Vinte de janeiro é o dia de São Sebastião. O Santo padroeiro escolhido pelos católicos de Uruçuí, há mais de meio século. Uma festa onde havia o fervor religioso nos recintos das igrejas e o deslumbramento do povo consumindo produtos diversos, passeando e se divertindo sob sons emanados de barracas profanas bem atrativas com uma cobertura de palha.
A festa de São Sebastião, por aqui, intensificou-se com a criação da Paróquia local, pelo então bispo, Dom Eilberto Dinkelborg, no alvorecer da década de sessenta. É um tempo em que o município começa a experimentar uma nova rotina econômica e social e é contemplado com a implantação de uma agência do Banco do Brasil. Um fato que fortaleceu o comércio doméstico e, de certa forma, deu mais ânimo às festividades domésticas.
O mês e janeiro era o período mais aguardado pela sociedade local, de regiões adjacentes e uruçuienses que vivem em outros estados. Famílias que, às vezes, trabalhavam boa parte do ano buscando economizar recursos que possibilitassem a participação nas festividades de São Sebastião. E não apenas recursos financeiros, mas, principalmente, produtos da lavoura e da criação doméstica de animais que eram vendidos durante os festejos.

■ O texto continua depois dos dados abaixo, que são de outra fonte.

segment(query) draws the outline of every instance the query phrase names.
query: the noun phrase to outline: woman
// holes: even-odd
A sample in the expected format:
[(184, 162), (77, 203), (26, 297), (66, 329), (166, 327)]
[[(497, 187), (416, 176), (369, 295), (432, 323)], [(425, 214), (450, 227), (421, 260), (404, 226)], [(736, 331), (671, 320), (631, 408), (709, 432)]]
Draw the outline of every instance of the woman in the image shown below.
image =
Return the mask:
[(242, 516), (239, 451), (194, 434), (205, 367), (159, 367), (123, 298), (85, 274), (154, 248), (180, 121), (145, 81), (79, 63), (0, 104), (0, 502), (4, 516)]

Os romeiros vinham dos mais longínquos lugarejos do município. Vinham, a principio, a pé, a cavalo ou de barco. Eram viagens demoradas e cansativas, por caminhos tortuosos, mas nenhuma dificuldade vencia a vontade de ser parte nas celebrações. Eram homens, mulheres e crianças que se juntavam nos templos religiosos e nas compras junto aos camelôs que cobriam ruas e calçadas com os mais diversos produtos que, quase sempre, eram anunciados através de megafones. Ali era comprada a roupa para a família, uma panela para a cozinha, um chocalho para a vaca, uma enxada para o roçado, enxofre para remediação, uma sela e um bridão para o cavalo, um pilão para o tempero, uma fita cassete recheada de bregas preferidos, saco de estopa, baldes e bacias para os afazeres domésticos, baladeira para o menino, um chapéu de palha e/ou “de massa” para o chefe da família…e uma fotografia ao lado de um cavalinho para ficar como lembrança.
Mas não era apenas isto. Nas igrejas os romeiros de uniam em orações por graças alcançadas, pedidos de intercessão ou apenas renovando sua fé em São Sebastião. E ainda muitos batizados e casamentos. Eram tantos matrimônios e batizados que os párocos reservavam dias específicos para esses atos. Após as celebrações, na parte de fora do templo, as pessoas se juntavam em torno de um disputado leilão que visava angariar fundos para os trabalhos de evangelização da paróquia. Ali, arrematava-se: uma galinha bem assada, uma rosca bem tostada, uma penca de banana maçã, uma porção de leitão assado, doces diversos, um bode… e, no último dia, um boi pesando algumas arrobas.
E, na manhã do último dia de festejos, dia 20, uma multidão se aglomerava em torno de uma proteção fictícia, no “Campo de Avião”, para ver o duelo dos animais na corrida de prado. E na sequencia, o desfile das montarias pelas ruas da cidade animado pelo voz de um aboiador bem afinado ou não. Uma caminhada que tinha como primeiro destino, o templo sede de São Sebastião. Depois, as barracas profanas.
Com o passar do tempo, houve modernizações na forma de deslocamento dos romeiros, na construção das barracas, nas corridas de prado…E um distanciamento, cada vez mais visível, entre o religioso e o profano. Entre o templo e as barracas. Primeiro, a igreja foi protegida por grades para evitar que as pessoas fizessem suas necessidades fisiológicas em suas calçadas; depois, quebrando elos de uma tradição quase centenária, as barracas começaram a ser erguidas em ambientes longe do templo religioso. E, também, por uma série e razões, os camelôs foram se desanimando e poucos passaram a vir ofertar seus produtos nos festejos de São Sebastião. O número de romeiros também foi ficando diminuto.
E, na contemporaneidade, por conta de uma perversa pandemia reinante, nem barracas, nem romeiros e minguadas celebrações.
Portanto, uma tradição que era sinônimo quase perfeito de “encontro de amigos”, “confraternização entre religiosos”, “de multidão de romeiros”, “de festas no clube recreativo”, “de camelôs anunciando seus produtos”, “de barracas lotadas de consumidores”, “de corrida de prado com cavalos de pequeno porte”…Parece em desatino; parece que perdeu o bonde da história.